Дед был Личностью. Крупным, сильным человеком, с младых лет полным глубоких страстей и больших замыслов. И, хотя, как было уже сказано, ко всяческим философствованиям он никогда не был расположен, титул мастерового интеллектуала он вполне заслуживал. Его интеллектуальность состояла не в одном лишь весомом багаже прочитанных им за многие десятилетия книг. (Я уже в одной из своих прежних книг поведал, что именно от него я в детстве впервые услышал об Иване Бунине, о котором в школьных учебниках тогда ничего не говорилось, узнал, что «Бунин-то повыше Горького будет…») А в том она состояла, что он действительно по-крупному мог и умел мыслить и чувствовать, проникать в суть вещей — и действовать…

Тогдашняя местная власть, надо отдать ей должное, сознавала и признавала его человеческую величину, понимала, что ей необходимы в народе такие «опоры». Потому-то о моём прародителе нередко появлялись положительные очерки и заметки в талабских газетах, да и его самого порой звали на их страницы — поделиться «передовым опытом». Несколько раз его выбирали в районный Совет, а однажды и в областной… Словом, в глазах всей округи и, конечно же, в глазах многочисленных родственников он мог быть «заступником» в случае чего. А случаи такие, разумеется, случались. И заступником, ходатаем дед становился не раз — иногда и на свою голову…

Вот поэтому-то прежде всего, думается, он и стал «коренником», старейшиной нашей талабской родовы. А вовсе не по старшинству: первые лет десять-пятнадцать после Великой Отечественной среди этой родовы можно было отыскать и чуть ли не столетних стариков, а некоторые старухи и за сто переваливали… И все главные сходы, «соборы» её проходили, как правило, в большом дедовском доме. Верней сказать — так, по крайней мере, мне помнится, проходили-то они чаще всего в саду, по тёплым временам: среди яблонь, вишен, смородины и крыжовника ставилось множество скамей и лавок, настилались и сооружения, заменявшие собой столы. Причины и поводы для таких «соборов» бывали самые значительные и знаменательные. По большей части они посвящались обсуждению каких-либо больших совместных дел, таких деяний, свершить которые можно только «всем миром». Скажем, возведение нового дома для кого-то из родственников-погорельцев. Или «шапка по кругу» в помощь родичу-рыбаку с одного из островов Талабского озера: он, всегда щедро одаривавший рыбой «береговую» родню, задумал строить новый мотобот — нешуточное, дорогостоящее дело… Иногда и, можно сказать, юридические вопросы обсуждались, вроде раздела имущества, доставшегося в наследство — без суда обходились!

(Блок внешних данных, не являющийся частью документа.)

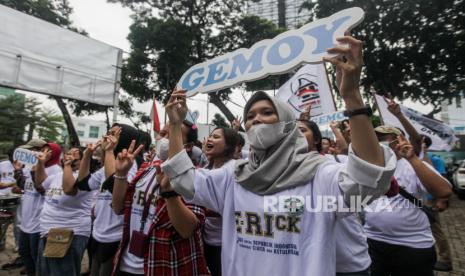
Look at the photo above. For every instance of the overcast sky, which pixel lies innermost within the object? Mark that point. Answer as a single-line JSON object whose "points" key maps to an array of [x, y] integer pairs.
{"points": [[110, 23]]}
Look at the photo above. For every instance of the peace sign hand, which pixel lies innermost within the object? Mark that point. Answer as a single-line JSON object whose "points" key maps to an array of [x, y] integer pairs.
{"points": [[92, 147], [176, 108], [403, 148], [125, 159], [393, 107]]}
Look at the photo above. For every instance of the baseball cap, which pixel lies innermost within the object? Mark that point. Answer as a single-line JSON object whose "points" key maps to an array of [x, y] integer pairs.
{"points": [[388, 130], [34, 143]]}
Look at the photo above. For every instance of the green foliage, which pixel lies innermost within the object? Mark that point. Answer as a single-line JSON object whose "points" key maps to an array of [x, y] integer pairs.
{"points": [[19, 114], [219, 121], [412, 49]]}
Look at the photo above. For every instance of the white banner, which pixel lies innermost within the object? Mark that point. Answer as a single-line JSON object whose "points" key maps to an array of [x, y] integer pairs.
{"points": [[309, 86], [442, 135], [41, 57], [26, 157], [281, 54]]}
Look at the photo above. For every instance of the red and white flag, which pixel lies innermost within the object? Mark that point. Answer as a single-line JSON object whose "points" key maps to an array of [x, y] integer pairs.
{"points": [[154, 117]]}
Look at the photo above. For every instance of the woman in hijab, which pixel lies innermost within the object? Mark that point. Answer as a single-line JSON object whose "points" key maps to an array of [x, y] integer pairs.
{"points": [[272, 223]]}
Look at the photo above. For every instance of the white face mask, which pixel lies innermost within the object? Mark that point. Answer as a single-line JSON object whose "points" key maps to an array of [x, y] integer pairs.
{"points": [[263, 136], [162, 148], [385, 143]]}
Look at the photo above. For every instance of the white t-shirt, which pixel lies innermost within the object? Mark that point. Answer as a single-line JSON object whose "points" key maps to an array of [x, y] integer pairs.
{"points": [[398, 221], [351, 241], [32, 201], [256, 242], [108, 226], [129, 262], [61, 210], [6, 176], [212, 229]]}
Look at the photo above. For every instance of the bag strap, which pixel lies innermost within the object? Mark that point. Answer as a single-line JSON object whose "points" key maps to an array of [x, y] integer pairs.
{"points": [[148, 200], [415, 201]]}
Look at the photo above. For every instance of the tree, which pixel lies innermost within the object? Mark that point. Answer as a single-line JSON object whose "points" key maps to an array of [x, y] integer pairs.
{"points": [[183, 34], [413, 49], [18, 113], [219, 121]]}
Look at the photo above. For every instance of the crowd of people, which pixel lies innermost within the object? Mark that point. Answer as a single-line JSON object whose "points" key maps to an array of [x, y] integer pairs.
{"points": [[239, 203]]}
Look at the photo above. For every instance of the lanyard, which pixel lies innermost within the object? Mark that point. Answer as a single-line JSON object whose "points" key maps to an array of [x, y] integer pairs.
{"points": [[148, 200]]}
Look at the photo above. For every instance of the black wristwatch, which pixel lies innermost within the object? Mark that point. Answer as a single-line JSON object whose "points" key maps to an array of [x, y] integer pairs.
{"points": [[168, 194], [359, 111]]}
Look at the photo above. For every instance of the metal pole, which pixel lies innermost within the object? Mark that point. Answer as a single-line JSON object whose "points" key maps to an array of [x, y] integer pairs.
{"points": [[119, 65]]}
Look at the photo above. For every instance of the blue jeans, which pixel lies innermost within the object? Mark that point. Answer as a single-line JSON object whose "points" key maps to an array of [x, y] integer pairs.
{"points": [[27, 249], [69, 265]]}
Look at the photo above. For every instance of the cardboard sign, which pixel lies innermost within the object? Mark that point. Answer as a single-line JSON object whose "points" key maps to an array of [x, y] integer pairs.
{"points": [[25, 156], [283, 53], [308, 87], [442, 135]]}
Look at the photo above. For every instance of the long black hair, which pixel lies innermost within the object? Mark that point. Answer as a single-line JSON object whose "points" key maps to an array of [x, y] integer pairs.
{"points": [[315, 131]]}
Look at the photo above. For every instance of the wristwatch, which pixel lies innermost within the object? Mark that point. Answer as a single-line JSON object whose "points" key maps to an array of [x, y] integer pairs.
{"points": [[366, 110], [168, 194]]}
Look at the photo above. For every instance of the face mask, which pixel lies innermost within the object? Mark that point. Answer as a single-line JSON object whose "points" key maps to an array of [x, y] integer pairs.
{"points": [[385, 143], [162, 148], [263, 136]]}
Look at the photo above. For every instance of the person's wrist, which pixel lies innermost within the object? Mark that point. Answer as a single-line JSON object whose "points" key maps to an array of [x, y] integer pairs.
{"points": [[353, 101]]}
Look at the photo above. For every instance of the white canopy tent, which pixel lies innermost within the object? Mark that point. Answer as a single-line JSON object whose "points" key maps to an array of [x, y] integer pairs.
{"points": [[41, 57]]}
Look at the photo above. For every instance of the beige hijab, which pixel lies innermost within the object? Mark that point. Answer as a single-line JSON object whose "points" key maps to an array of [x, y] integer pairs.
{"points": [[286, 163]]}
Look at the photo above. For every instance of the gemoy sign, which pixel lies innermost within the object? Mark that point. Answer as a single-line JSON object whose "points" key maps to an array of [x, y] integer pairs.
{"points": [[283, 53]]}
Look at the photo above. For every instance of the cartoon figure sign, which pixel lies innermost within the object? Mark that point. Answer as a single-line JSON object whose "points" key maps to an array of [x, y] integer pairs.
{"points": [[308, 87]]}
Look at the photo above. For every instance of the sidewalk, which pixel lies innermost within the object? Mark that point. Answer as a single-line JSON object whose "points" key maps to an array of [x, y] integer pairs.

А иногда и не только «свои» приглашались на эти семейно-об-щинные сходы: по делу приходили туда и колхозные председатели, а позже — директор совхоза, и разные потребсоюзовские деятели, и прочий начальственный местный люд. И завершались такие «соборы» во всех смыслах не «сухо». И чарки звенели под кронами, и песни допоздна звенели над дедовским садом. И, по общему — да и по «руководящему» мнению — пользы от этих «съездов» наших родичей было больше, чем от «официальных» колхозных и совхозных собраний…

Особенно ярко в память мою — уже в юношескую память — впечатался «собор», который, собственно, стал праздничным застольем с первой минуты — для того на него и пришли. То была свадьба моего старшего троюродного брата. Он только что вернулся с Кубы, куда попал вместе с другими нашими воинами как раз в те самые тревожные дни «карибского кризиса», когда меж двумя сверхдержавами чуть не началась ядерная перестрелка. На сержантской груди моего «брательника» (а, между прочим, так у нас именовали троюродников, двоюродных же братьев звали «братанами») красовались не только значки, но и две медали — служил он знатно! Адом его родителей находился тогда в состоянии капремонта: играть свадьбу было негде. А сей жених моему деду был особенно дорог — как внук его любимого младшего брата Гаври, расстрелянного немцами в начале войны. Вот старик и расстарался…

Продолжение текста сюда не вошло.